第101話
一回戦第二試合のコールが、会場に高らかに響いた。
「続いての試合は――アースパーティ、対、クライガーパーティ!」
照明が落ち、スポットライトが一気にリング入口を照らす。
「アースパーティの入場だぁぁぁ!」
最初に姿を現したのは、堂々たる武将の威容。
個人戦優勝者、《最終兵器》の称号を持つ――呂布奉先。
その下には、燃えるような鬣を持つ愛馬・赤兎馬。
続いて現れたのは、戦国一の傾奇者、前田慶次郎。
松風の背に跨り、手には鮮烈な朱色の柄に鋭い穂先の大槍を持つ。
「中華最強コンビと戦国随一の猛者! これがアースパーティだ!」
会場は大歓声に包まれる。
誰もが、この試合の行方を疑っていなかった。
「続いて、クライガーパーティ!」
白を基調とした軽装鎧に身を包んだ、爽やかな青年が現れる。
清潔感のある金髪、穏やかな微笑。
いかにも聖騎士然とした佇まいのクライガー。
だが、その背後に続いて入場してきたメンバーたちを見て、会場の空気がわずかに揺れた。
小綺麗ではあるが、どこか冴えない中年男性たち。
アースパーティとの対比に、観客席から失笑と軽いヤジが飛ぶ。
クライガーは気にした様子もなく、軽く手を振った。
――試合開始。
クライガーは仲間たちを振り返り、穏やかな声で言った。
「ここは僕一人で大丈夫です。
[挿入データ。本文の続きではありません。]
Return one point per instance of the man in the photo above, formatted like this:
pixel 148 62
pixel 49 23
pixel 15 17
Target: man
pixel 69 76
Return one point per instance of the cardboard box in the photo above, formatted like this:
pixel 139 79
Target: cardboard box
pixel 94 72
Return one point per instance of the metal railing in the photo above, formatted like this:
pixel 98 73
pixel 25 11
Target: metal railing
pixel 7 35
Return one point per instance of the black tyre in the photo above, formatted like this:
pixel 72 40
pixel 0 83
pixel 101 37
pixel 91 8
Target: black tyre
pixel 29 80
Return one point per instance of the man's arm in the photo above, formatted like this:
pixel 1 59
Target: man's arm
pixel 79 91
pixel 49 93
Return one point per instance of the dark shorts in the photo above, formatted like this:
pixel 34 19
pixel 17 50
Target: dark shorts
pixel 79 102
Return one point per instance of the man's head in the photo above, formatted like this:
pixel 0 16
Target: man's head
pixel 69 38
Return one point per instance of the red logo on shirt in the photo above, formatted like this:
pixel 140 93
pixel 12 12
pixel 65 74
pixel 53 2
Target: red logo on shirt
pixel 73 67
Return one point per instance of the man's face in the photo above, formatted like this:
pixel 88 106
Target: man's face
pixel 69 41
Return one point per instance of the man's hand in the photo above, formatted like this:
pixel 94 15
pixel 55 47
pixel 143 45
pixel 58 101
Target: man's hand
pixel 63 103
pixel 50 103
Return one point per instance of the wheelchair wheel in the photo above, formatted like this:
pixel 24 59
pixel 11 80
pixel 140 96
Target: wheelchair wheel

皆さんは休んでいてください」
リング上でそれを聞いたアースが、わずかに舌打ちする。
呂布と慶次郎も、馬上で視線を交わした。
アースは冷静さを保ったまま、二人に言う。
「一撃で終わらせて。呂布、慶次郎」
応えるように、二人の猛者が武器を構える。
次の瞬間――
赤兎馬と松風が同時に地を蹴った。
呂布の方天画戟。
慶次郎の朱槍。
二つの必殺の一撃が、一直線にクライガーへと迫る。
――だが。
クライガーは、その場で微動だにしなかった。
口元だけが、かすかに動く。
「……メンバーを先に……いや……プレイヤーを……」
「よし、決めた」
轟音。
だが、その衝撃が貫いたのはクライガーではなかった。
呂布の方天画戟と、慶次郎の朱槍が、空中で激突していた。
「な――っ!」
クライガーはフワリと二人の間を軽やかに抜ける。
次の瞬間、二人の猛者の身体が光に包まれる。
驚愕の表情のまま、呂布と慶次郎は消失した。
着地と同時に、クライガーの剣が閃く。
一閃。
迷いも溜めもない、完璧な軌道。
剣はそのまま、アースの身体を貫いた。
光が弾け、アースも消失する。
――静寂。
実況者も、観客も、何が起きたのか理解できずにいた。
クライガーは剣を下ろし、実況者を見る。
「実況の方……勝者コールは?」
「えっ……?あっ……!しょ、勝者ぁぁ! クライガーパーティ!!」
一拍遅れて、会場が爆発するような歓声に包まれた。
クライガーは爽やかな笑顔で手を振り、そのまま仲間たちと共にリングを後にする。
団体戦は、誰も予想しなかった大番狂わせと共に幕を開けた。